O corpo é investigado detalhadamente, desempenhando papel fundamental na geração
de vários eventos artísticos. A voz, como possibilidade do corpo, permanece em muitos casos
como elemento propulsor do processo criativo. A experimentação é fundamental nos
processos de criação com a voz. É quando as possibilidades da voz humana, por vezes
inusitadas, podem ser investigadas. A compreensão de que a voz tambem é um movimento do
corpo tem como consequência o fato de que a ação vocal deixa de se organizar a partir de
critérios estéticos pré-definidos, tais como afinação, passando a incorporar toda e qualquer
possibilidade de emissão sonora, já que esta é certificada pela estreita ligação com a
corporeidade. Podem então surgir sons diversos, assim como distintas formas de emissão
vocal. A improvisação vocal é uma das estratégias que se desenvolvem fortemente no âmbito
dos processos experimentais, configurando-se não apenas como estratégia de criação, mas
também como forma para descoberta das possibilidades da voz.

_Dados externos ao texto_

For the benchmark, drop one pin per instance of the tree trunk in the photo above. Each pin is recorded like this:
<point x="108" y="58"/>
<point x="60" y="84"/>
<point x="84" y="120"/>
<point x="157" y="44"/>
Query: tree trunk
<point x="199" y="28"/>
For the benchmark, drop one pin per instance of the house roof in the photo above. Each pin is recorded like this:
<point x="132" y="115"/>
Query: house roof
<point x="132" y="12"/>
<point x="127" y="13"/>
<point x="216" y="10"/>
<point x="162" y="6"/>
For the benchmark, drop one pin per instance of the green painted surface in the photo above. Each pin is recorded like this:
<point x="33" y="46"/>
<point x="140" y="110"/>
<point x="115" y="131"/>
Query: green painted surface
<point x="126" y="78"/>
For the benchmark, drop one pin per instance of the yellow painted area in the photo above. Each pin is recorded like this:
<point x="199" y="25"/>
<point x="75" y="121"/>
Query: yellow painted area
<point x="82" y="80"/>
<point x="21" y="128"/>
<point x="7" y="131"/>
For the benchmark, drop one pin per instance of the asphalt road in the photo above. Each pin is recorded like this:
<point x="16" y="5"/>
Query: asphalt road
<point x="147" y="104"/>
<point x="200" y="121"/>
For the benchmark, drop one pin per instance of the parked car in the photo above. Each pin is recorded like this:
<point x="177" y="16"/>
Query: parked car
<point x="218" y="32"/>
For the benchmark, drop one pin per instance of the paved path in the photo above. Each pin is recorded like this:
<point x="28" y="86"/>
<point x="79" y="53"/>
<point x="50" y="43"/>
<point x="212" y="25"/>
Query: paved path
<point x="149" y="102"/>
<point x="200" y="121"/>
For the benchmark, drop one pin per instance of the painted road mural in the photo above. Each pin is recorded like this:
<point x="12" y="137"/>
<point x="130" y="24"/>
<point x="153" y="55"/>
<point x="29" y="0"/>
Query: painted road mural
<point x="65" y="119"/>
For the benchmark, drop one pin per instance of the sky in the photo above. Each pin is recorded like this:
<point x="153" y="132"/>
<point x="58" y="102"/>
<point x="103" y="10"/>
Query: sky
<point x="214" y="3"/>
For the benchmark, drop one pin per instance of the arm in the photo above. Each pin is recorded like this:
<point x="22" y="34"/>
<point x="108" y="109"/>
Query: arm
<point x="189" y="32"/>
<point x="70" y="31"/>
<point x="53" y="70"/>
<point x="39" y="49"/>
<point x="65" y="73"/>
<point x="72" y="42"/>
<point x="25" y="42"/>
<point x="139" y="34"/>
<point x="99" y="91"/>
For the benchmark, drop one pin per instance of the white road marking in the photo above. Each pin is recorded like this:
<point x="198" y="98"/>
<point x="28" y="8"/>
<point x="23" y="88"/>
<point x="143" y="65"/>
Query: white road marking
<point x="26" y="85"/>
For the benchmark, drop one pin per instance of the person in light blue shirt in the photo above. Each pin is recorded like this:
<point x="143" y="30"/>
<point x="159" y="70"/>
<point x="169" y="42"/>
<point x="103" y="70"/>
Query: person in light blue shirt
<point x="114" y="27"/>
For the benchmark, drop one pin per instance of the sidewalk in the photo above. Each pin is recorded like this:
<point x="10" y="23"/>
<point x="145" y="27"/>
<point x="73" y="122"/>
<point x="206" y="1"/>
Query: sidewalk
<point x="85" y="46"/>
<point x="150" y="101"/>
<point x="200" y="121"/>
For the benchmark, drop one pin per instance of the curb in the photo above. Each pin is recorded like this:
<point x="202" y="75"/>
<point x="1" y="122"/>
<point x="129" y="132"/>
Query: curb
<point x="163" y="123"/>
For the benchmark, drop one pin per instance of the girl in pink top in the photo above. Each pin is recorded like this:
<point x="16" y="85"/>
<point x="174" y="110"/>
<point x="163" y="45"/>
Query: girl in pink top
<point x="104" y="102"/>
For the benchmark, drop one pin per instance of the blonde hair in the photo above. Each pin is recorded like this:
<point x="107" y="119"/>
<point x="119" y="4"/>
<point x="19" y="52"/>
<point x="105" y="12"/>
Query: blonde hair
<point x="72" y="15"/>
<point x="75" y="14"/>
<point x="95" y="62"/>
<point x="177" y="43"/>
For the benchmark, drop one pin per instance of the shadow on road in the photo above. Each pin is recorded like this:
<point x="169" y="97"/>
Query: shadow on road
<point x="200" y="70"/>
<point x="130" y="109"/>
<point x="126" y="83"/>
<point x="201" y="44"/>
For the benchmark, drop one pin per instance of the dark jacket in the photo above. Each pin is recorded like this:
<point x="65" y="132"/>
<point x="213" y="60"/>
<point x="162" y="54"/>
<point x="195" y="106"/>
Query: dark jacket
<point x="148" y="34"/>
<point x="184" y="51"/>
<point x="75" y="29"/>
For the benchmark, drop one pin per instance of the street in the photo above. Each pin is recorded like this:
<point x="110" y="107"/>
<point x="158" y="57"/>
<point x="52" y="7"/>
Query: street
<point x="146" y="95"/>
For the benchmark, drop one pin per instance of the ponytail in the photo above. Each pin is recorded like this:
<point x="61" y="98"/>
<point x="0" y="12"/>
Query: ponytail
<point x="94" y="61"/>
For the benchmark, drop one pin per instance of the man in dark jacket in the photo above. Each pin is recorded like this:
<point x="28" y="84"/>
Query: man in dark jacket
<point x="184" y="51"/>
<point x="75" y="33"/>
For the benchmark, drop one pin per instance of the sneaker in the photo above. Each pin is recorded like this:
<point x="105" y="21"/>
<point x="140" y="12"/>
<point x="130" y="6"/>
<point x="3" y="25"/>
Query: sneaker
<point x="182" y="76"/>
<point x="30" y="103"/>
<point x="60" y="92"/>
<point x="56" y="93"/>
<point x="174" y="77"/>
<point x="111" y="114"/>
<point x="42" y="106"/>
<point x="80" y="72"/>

São muitos os que se dedicaram à pesquisa sistemática dos recursos vocais. Artistas
como, por exemplo, Demetrio Stratos e David Moss, desenvolveram linguagens próprias ao
percorrer uma trajetória de descoberta e exploração dos recursos da voz. Vozes femininas,
como as de Meredith Monk e Fátima Miranda, conseguiram chegar, a partir de processos
experimentais que exploram também a relação da voz com o corpo, a linguagens musicais
singulares. Além disso, o contato com outras culturas e tradições, facilitado pelo intenso
trânsito de informações da contemporaneidade, e a introdução constante de novas mídias e
tecnologias também influenciam os processos de criação, sendo fatores que podem resultar
em transformações significativas da voz no âmbito das manifestações artísticas.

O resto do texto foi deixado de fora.